The day of my test felt AWFUL. I must have gotten a really tough form, because for the first time in my life I didn't have lots of time at the end of sections, and I was marking more questions than I had been in UWorld sets. But I just kept morale up, assured myself I had studied hard, and tackled every question the best I could. And it was all good in the end. (I like to highlight this because you never know what you're gonna get the day of the test, but that doesn't mean your hard work isn't gonna pay off -- make sure you stay stoked for the test even if it feels miserable.)

So I think that's a good summary of what I did for step 1!

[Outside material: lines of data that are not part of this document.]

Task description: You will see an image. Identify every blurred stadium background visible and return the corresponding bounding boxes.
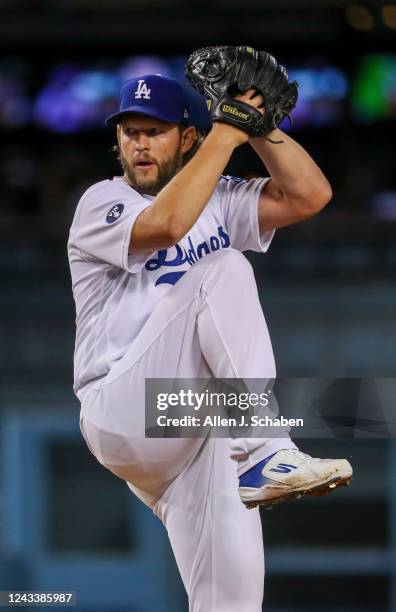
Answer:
[0,0,395,610]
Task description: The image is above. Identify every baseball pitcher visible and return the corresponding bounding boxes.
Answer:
[68,46,352,611]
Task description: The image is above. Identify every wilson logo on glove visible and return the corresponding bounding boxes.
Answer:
[221,104,250,122]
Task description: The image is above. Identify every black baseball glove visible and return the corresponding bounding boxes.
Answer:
[186,45,298,138]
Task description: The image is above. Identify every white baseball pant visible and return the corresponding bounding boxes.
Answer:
[79,248,296,611]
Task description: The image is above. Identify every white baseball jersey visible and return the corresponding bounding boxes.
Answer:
[68,175,274,398]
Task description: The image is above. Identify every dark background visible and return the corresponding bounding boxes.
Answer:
[0,0,395,610]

As for clerkship advice, that could be a whole essay, but I'll summarize with a few key points:
-Respect patients. Don't participate in a culture that dehumanizes people. It's subtle, and maybe this doesn't sound like advice for good evals, but I think it is anyway, and plus it's more important than evals.
-Be a yes person. Even if draining abscesses at 9pm on a Saturday doesn't sound fun to you, say yes anyway. Try to say yes more times than you feel like saying yes. You'll learn way more than you would otherwise, and you'll look good.
-"What can I help you with?" This one is especially easy if you're like me and hate being bored and would rather do any kind of menial scut work over just sitting there. If you're useful to the team, they'll like you way better, and you might as well be useful because work's gotta get done. I know you're paying to be there, but still. Might as well help patient care move forward.
-Be absurdly nice to nurses
-Take care of yourself
-For the shelf: read up on what you see. And do UWorld.